What a delightful book. The first chapter reeled me in with the story of how the Moleskin notebook exploded in popularity in the 1990s. The author clearly has been bitten by the same notebook fetish bug. He cites brand names of notebooks that are all too familiar to me. He decided to write a history of the notebook about ten years ago and proceeded to fill four or five notebooks with scribbles and quotes and references that ultimately became this book.

Allen used effective storytelling techniques to share dozens of examples of notebook usage over the past six hundred years from accounting ledgers in the 1400s, artist sketchbooks in the 1500s, Darwin’s field notes, to modern day journaling. Definitely a niche book, but great for any lover of notebooks and journals.

Rousseau and Revolution by Will Durant

★★★★★ | History | Print + Digital | Own | StoryGraph | Goodreads 

The tenth volume of the incredible Story of Civilization series by Will and Ariel Durant. This one, which won the Pulitzer Prize in 1968, provides an immensely readable history of Europe leading up to the French Revolution. Reading this series has been such an education. My only wish is that I had read them sooner. 

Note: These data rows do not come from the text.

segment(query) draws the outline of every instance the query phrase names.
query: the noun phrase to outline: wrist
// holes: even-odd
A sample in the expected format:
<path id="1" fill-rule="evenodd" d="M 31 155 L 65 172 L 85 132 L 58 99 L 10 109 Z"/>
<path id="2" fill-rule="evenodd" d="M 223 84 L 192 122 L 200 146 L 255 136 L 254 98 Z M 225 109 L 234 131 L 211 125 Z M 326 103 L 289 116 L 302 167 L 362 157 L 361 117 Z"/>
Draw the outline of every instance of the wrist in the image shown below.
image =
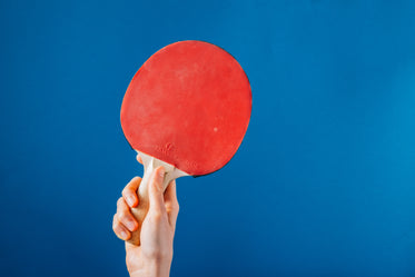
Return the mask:
<path id="1" fill-rule="evenodd" d="M 130 273 L 130 277 L 168 277 L 170 275 L 171 258 L 142 260 L 142 267 Z"/>

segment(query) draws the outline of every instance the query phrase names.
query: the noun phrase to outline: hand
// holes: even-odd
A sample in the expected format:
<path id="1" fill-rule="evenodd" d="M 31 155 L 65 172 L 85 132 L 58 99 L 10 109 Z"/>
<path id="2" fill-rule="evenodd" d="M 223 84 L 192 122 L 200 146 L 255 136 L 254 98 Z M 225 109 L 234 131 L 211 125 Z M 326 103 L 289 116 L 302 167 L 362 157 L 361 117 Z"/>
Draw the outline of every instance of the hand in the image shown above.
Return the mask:
<path id="1" fill-rule="evenodd" d="M 137 156 L 139 162 L 141 159 Z M 169 276 L 172 259 L 172 240 L 176 229 L 179 204 L 176 197 L 176 182 L 171 181 L 162 192 L 165 169 L 156 168 L 149 180 L 149 210 L 142 221 L 140 240 L 136 246 L 126 241 L 126 263 L 131 277 Z M 122 190 L 117 202 L 112 229 L 122 240 L 128 240 L 137 230 L 138 221 L 131 208 L 138 206 L 137 189 L 141 178 L 135 177 Z"/>

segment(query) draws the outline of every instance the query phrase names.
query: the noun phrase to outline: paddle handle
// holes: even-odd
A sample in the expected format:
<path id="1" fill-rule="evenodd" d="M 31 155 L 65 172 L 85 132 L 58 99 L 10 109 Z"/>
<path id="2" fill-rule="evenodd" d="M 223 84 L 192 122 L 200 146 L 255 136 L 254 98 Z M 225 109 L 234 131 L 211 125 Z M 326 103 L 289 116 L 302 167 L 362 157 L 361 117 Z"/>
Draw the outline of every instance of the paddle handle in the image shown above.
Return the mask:
<path id="1" fill-rule="evenodd" d="M 134 233 L 131 233 L 131 238 L 128 240 L 128 243 L 139 246 L 140 245 L 140 235 L 141 235 L 141 225 L 144 220 L 146 219 L 148 209 L 150 207 L 149 201 L 149 182 L 150 178 L 152 176 L 152 172 L 156 168 L 162 166 L 165 168 L 165 178 L 162 181 L 162 191 L 166 190 L 167 186 L 175 179 L 181 177 L 181 176 L 188 176 L 188 174 L 175 168 L 172 165 L 164 162 L 159 159 L 156 159 L 151 156 L 148 156 L 146 154 L 137 151 L 138 155 L 140 155 L 142 165 L 145 168 L 145 172 L 140 182 L 140 186 L 138 187 L 138 206 L 136 208 L 131 208 L 132 216 L 138 221 L 138 229 Z"/>

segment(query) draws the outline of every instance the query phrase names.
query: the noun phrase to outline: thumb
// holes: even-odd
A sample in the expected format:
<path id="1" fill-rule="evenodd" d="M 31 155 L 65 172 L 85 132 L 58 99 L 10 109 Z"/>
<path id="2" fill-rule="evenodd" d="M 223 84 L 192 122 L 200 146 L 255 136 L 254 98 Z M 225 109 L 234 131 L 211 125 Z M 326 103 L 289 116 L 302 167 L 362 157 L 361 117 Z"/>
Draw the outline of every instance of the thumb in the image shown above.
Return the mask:
<path id="1" fill-rule="evenodd" d="M 162 182 L 165 180 L 165 168 L 158 167 L 150 177 L 149 181 L 149 199 L 150 199 L 150 207 L 148 212 L 156 212 L 156 214 L 165 214 L 165 200 L 164 200 L 164 191 L 162 191 Z"/>

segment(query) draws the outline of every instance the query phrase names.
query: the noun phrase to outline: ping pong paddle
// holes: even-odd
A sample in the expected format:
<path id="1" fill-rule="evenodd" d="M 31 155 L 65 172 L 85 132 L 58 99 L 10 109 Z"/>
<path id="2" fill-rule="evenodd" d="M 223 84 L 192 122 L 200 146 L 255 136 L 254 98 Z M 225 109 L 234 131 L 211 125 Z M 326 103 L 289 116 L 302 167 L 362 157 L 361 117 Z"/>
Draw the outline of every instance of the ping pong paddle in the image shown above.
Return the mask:
<path id="1" fill-rule="evenodd" d="M 169 44 L 137 71 L 121 105 L 123 133 L 145 167 L 139 206 L 148 211 L 148 180 L 166 169 L 164 188 L 181 176 L 202 176 L 224 167 L 248 128 L 249 80 L 233 56 L 204 41 Z M 129 243 L 140 245 L 140 229 Z"/>

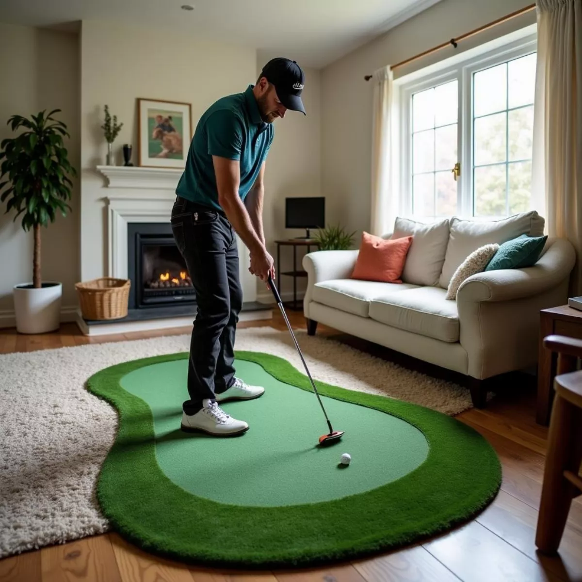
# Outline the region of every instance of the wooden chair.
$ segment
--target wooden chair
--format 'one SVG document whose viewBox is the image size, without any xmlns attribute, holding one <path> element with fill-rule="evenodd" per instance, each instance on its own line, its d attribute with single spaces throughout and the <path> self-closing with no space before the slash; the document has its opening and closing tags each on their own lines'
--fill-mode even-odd
<svg viewBox="0 0 582 582">
<path fill-rule="evenodd" d="M 553 553 L 560 545 L 572 499 L 582 494 L 582 371 L 576 371 L 582 341 L 549 335 L 544 345 L 558 357 L 535 545 L 540 552 Z"/>
</svg>

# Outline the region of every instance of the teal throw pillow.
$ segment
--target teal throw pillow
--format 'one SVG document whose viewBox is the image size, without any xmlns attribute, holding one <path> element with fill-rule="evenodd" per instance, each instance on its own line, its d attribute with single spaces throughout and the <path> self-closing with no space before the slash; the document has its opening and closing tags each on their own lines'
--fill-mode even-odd
<svg viewBox="0 0 582 582">
<path fill-rule="evenodd" d="M 540 258 L 547 240 L 547 235 L 528 236 L 521 235 L 517 239 L 508 240 L 500 245 L 499 250 L 489 261 L 485 270 L 523 269 L 532 267 Z"/>
</svg>

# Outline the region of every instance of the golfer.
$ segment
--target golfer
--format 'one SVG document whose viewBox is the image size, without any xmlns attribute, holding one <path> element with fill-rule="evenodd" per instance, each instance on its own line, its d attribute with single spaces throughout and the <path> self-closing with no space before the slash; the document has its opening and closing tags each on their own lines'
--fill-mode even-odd
<svg viewBox="0 0 582 582">
<path fill-rule="evenodd" d="M 265 161 L 273 122 L 288 109 L 305 114 L 304 83 L 295 61 L 273 59 L 256 84 L 213 104 L 192 139 L 171 219 L 197 303 L 183 430 L 218 436 L 244 432 L 249 425 L 218 403 L 257 398 L 265 391 L 235 375 L 235 335 L 243 301 L 235 235 L 250 251 L 250 272 L 262 281 L 269 274 L 274 279 L 262 229 Z"/>
</svg>

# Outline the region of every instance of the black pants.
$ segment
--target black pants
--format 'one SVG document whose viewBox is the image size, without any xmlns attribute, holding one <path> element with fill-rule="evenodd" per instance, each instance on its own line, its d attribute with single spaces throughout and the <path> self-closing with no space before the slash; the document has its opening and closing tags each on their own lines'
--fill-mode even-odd
<svg viewBox="0 0 582 582">
<path fill-rule="evenodd" d="M 236 235 L 226 215 L 176 197 L 172 211 L 174 239 L 196 294 L 190 340 L 187 414 L 202 408 L 235 381 L 235 334 L 243 304 Z"/>
</svg>

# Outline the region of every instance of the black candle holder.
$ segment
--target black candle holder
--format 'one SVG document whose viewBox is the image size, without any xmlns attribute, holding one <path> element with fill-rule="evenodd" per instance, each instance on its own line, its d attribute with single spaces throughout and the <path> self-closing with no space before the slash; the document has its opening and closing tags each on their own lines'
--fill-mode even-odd
<svg viewBox="0 0 582 582">
<path fill-rule="evenodd" d="M 123 159 L 125 161 L 124 166 L 133 165 L 131 162 L 132 150 L 131 144 L 123 144 Z"/>
</svg>

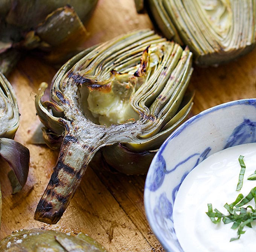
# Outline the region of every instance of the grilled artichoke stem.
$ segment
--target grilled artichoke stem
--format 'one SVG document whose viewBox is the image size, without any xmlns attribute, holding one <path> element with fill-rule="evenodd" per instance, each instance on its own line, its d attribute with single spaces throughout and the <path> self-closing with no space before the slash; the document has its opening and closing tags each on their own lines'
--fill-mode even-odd
<svg viewBox="0 0 256 252">
<path fill-rule="evenodd" d="M 89 162 L 102 147 L 116 144 L 117 150 L 122 149 L 119 153 L 129 153 L 131 158 L 135 153 L 152 156 L 191 108 L 192 98 L 184 104 L 183 97 L 192 58 L 188 48 L 183 50 L 152 31 L 133 31 L 69 61 L 53 80 L 51 101 L 41 101 L 46 88 L 41 84 L 35 105 L 47 129 L 47 143 L 54 142 L 47 132 L 63 141 L 36 219 L 58 222 Z M 124 159 L 120 156 L 117 162 L 124 166 L 122 171 L 145 172 L 138 162 L 128 168 Z"/>
<path fill-rule="evenodd" d="M 35 219 L 49 224 L 59 221 L 96 150 L 93 147 L 82 146 L 70 134 L 65 136 L 54 171 L 37 208 Z"/>
</svg>

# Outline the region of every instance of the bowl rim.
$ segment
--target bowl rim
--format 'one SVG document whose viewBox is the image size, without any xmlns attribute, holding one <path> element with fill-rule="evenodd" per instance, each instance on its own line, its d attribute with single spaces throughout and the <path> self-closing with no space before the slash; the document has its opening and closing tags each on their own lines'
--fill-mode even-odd
<svg viewBox="0 0 256 252">
<path fill-rule="evenodd" d="M 170 248 L 169 246 L 166 243 L 166 239 L 163 237 L 162 236 L 160 236 L 159 234 L 158 233 L 157 228 L 156 224 L 154 221 L 152 221 L 154 219 L 154 214 L 152 212 L 150 211 L 150 210 L 152 209 L 152 208 L 151 207 L 151 201 L 150 200 L 150 195 L 151 192 L 150 190 L 148 190 L 148 188 L 149 188 L 150 187 L 149 186 L 150 185 L 151 182 L 149 181 L 149 178 L 150 178 L 150 177 L 152 177 L 150 176 L 150 174 L 153 172 L 152 171 L 154 170 L 154 163 L 157 160 L 159 155 L 160 155 L 162 153 L 163 150 L 166 148 L 169 142 L 172 139 L 174 138 L 176 136 L 177 136 L 181 131 L 188 127 L 192 123 L 195 121 L 198 120 L 204 115 L 222 108 L 225 108 L 227 107 L 233 106 L 235 105 L 244 105 L 246 104 L 251 105 L 254 105 L 254 106 L 256 108 L 256 98 L 241 99 L 221 103 L 204 110 L 198 114 L 192 116 L 190 118 L 187 119 L 171 133 L 169 136 L 162 144 L 152 160 L 147 174 L 144 186 L 144 209 L 146 217 L 150 227 L 151 228 L 153 232 L 158 241 L 163 248 L 166 250 L 167 252 L 172 252 L 172 250 L 170 250 Z"/>
</svg>

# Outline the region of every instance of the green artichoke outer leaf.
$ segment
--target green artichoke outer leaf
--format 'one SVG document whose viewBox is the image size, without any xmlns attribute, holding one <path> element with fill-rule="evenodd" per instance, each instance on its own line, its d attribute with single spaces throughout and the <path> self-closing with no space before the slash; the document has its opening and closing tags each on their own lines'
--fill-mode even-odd
<svg viewBox="0 0 256 252">
<path fill-rule="evenodd" d="M 255 46 L 256 2 L 253 0 L 146 2 L 151 17 L 164 36 L 188 45 L 198 64 L 230 61 Z"/>
<path fill-rule="evenodd" d="M 39 228 L 17 231 L 0 241 L 0 252 L 44 251 L 107 252 L 99 243 L 82 233 L 75 236 Z"/>
<path fill-rule="evenodd" d="M 42 84 L 35 99 L 37 114 L 63 141 L 35 219 L 59 220 L 102 147 L 114 148 L 138 163 L 139 157 L 145 157 L 146 165 L 137 172 L 126 161 L 122 171 L 145 172 L 152 153 L 191 109 L 193 94 L 185 98 L 185 91 L 192 62 L 188 48 L 183 50 L 149 30 L 135 30 L 82 52 L 61 68 L 52 83 L 51 102 L 58 108 L 51 112 L 49 104 L 41 101 L 47 87 Z"/>
<path fill-rule="evenodd" d="M 97 2 L 98 0 L 2 1 L 0 70 L 9 74 L 22 54 L 29 50 L 55 64 L 62 64 L 81 51 L 88 36 L 84 24 Z"/>
</svg>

The Age of Voltaire by Will Durant

★★★★★ | History | Print + Digital | Own | StoryGraph | Goodreads 

Continuing my quest to read all eleven volumes of Will Durant’s Opus, The Story of Civilization. Volume IX centers on science and philosophy overtaking religion through thinkers like Voltaire and Diderot. The church did its best to stop it, but in the end, the French Enlightenment steered the faithful away from religion toward the beginnings of existentialism. While this movement addressed religious corruption and the horrors of inquisitions, there is also a feeling of great loss as civilization let go of its rudder of morality and faith.

The Spectator Bird by Wallace Stegner

★★★★★ | Literary Fiction | Print + Digital | Own | StoryGraph | Goodreads 

Stegner must be my spirit author. The Big Rock Candy Mountain affected me on a deeply emotional level because of the many similiaries from my own life that that novel explores.  This one touched me as well, but for diffrent reasons. The narrator is 69, retired to his dream home in California, and deeply unhappy. He looks back on his life as pointless, a spectator.

The truest vision of life I know is that bird in the Venerable Bede that flutters from the dark into a lighted hall, and after a while flutters out again into the dark.

The Age of Louis XIV by Will Durant

★★★★★ | History | Print | Own | StoryGraph | Goodreads 

My straight-through reading of this mammoth 11-volume history continues. Volume VIII shares a detailed view of Europe in the 17th Century. So much war and bloodshed and atrocity, and yet brilliance too.

Let us agree that in every generation of man’s history, and almost everywhere, we find superstition, hypocrisy, corruption, cruelty, crime, and war: in the balance against them we place the long roster of poets, composers, artists, scientists, philosophers, and saints. That same species upon which poor Swift revenged the frustrations of his flesh wrote the plays of Shakespeare, the music of Bach and Handel, the odes of Keats, the Republic of Plato, the Principia of Newton, and the Ethics of Spinoza; it built the Parthenon and painted the ceiling of the Sistine Chapel; it conceived and cherished, even if it crucified, Christ. Man did all this; let him never despair.

Will Durant

The Queen’s Gambit by Walter Tevis

★★★★★ | Literary Fiction | Digital | Borrow | StoryGraph | Goodreads 

I loved everything about this book. Who knew it was possible to write a novel filled with intricate chess games and make them exciting?!  Consider this:

She steeled herself, kept her eyes from his face, and played the best chess she knew, developing her pieces, defending everywhere, watching every opportunity for an opened file, a clear diagonal, a doubled pawn, a potential fork or pin or hurdle or skewer.

The Age of Reason Begins by Will Durant

★★★★★ | History | Print | Own | StoryGraph | Goodreads

My quest to read all eleven volumes of Durant’s Story of Civilization continues. Volume VII has returned to the shelf with hundreds of scribbles and notes and many, many exclamation marks. If you think the world is crazy now, you ought to revisit these darker times of wholesale human butchery, religious wars and inquisitions. This has been an eye-opening and hair-raising experience.